Было слишком душно, слишком парко – окна закупорены, гремучие бакинские кондиционеры выключены, иначе было б невозможно говорить. Лола, непреклонная, прямая, сидела напротив и улыбалась яркими губами одному из районных начальников в черном костюме и темно-синем галстуке в веселый ленинский горошек; галстук был прихвачен золотой прищепкой с огромным печальным сапфиром; из-под обшлагов выпрастывались плотные крахмальные манжеты – с роскошными запонками; руки были вялые, холеные. Лола оценила мой смешливый взгляд, перевела глаза на запонки соседа и показала мне бровью: да-да!
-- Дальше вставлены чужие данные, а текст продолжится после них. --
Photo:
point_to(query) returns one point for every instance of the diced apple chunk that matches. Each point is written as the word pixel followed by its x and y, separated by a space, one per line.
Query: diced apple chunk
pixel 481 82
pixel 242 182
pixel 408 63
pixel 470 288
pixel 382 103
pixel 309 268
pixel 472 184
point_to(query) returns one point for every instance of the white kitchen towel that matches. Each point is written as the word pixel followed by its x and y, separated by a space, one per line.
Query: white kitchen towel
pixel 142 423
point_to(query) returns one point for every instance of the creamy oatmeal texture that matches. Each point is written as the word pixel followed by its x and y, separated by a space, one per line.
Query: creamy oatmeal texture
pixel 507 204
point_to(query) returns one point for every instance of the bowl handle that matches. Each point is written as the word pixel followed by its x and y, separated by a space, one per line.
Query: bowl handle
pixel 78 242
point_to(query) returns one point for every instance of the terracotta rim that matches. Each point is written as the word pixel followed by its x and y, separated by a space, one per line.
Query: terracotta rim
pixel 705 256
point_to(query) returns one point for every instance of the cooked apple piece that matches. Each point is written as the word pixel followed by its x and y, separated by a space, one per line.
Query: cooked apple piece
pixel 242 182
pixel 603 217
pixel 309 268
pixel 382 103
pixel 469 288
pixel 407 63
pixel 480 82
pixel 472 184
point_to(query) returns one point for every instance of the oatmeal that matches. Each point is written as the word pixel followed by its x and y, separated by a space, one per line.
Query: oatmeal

К Якобашвили наклонился вежливый и осторожный юноша с неправдоподобно длинным, загибающимся подбородком. Что-то прошептал и со смешными приседаниями удалился. Благоустроенное личико Якобашвили потемнело, он постучал ножом по тонкостенному бокалу, возгласил очередную здравицу народам вечного Советского Союза и выскользнул из-за стола.
Мной овладело любопытство; выждав некоторое время, я последовал за ним.
Из приоткрытого директорского кабинета звучал его тревожный голос: а вещи где? а номер сдал? и никто ничего не заметил? совсем трезвый был? айэээ, не может быть!
12
В сумерках автобусы остановились. В дверях появился Джафар; он с тонкой понимающей усмешкой объяснил, что у товарища Юмаева случилась сложность, но чтобы мы совсем не волновались: скоро эта сложность устранится.
– А что я говорил! – сказал Якобашвили, осторожно обменявшись взглядами с Джафаром.
Что-то там у них происходило, в недоступной мне восточной тишине; расспрашивать их было бесполезно. Не скажут ни за что и никогда. Ай эээ, дааа неет. Это вам не суховатые рижане, не литовцы; это другая культура. А сам я ничего понять не мог, никаких готовых версий не имел. Юмаев был вчера в исповедальном настроении, обидчив, но пить, как выясняется, не пил. И расставаться с делегацией не собирался. Точка.
Через полчаса мы были в Бузовне («Товарищи, не Бузовна, не отчество, а Бузовна! Прошу не путать!»). С моря дул упрямый теплый ветер, стремительно сгущалась темнота. Наша группка собралась на грязно-серой лоджии Якобашвили – тут было неуютно, но просторно, горел оранжевый круглый светильник, облепленный серыми мошками; на полированном журнальном столике стояли разномастные бутылки. Самвел обложил свое кресло подушками, повернулся к нам спиной и слушал море; он напоминал заслуженного пса, который сел на мешок картошки и поводит головой, следя за пробегающими курами. Шаполянский и Якобашвили с двух сторон обсели Лолу и наперебой читали ей свои стихи. При этом Шаполянский дергал плечиком, а Якобашвили токовал. Лола слушала кокетливо и взглядывала на меня своими светлыми холодноватыми глазами.
Мне было скучно. Я это наблюдал уже десятки раз: вырвавшись из дома в делегацию, серьезные люди ведут себя, как половозрелые подростки – мужчины распушают хвост, дамы выбирают кавалеров, намечается очередной роман. А в последний день перед отъездом страстные любовники мрачнеют, раковины схлопываются, не было ничего, не помним, фук-фук-фук.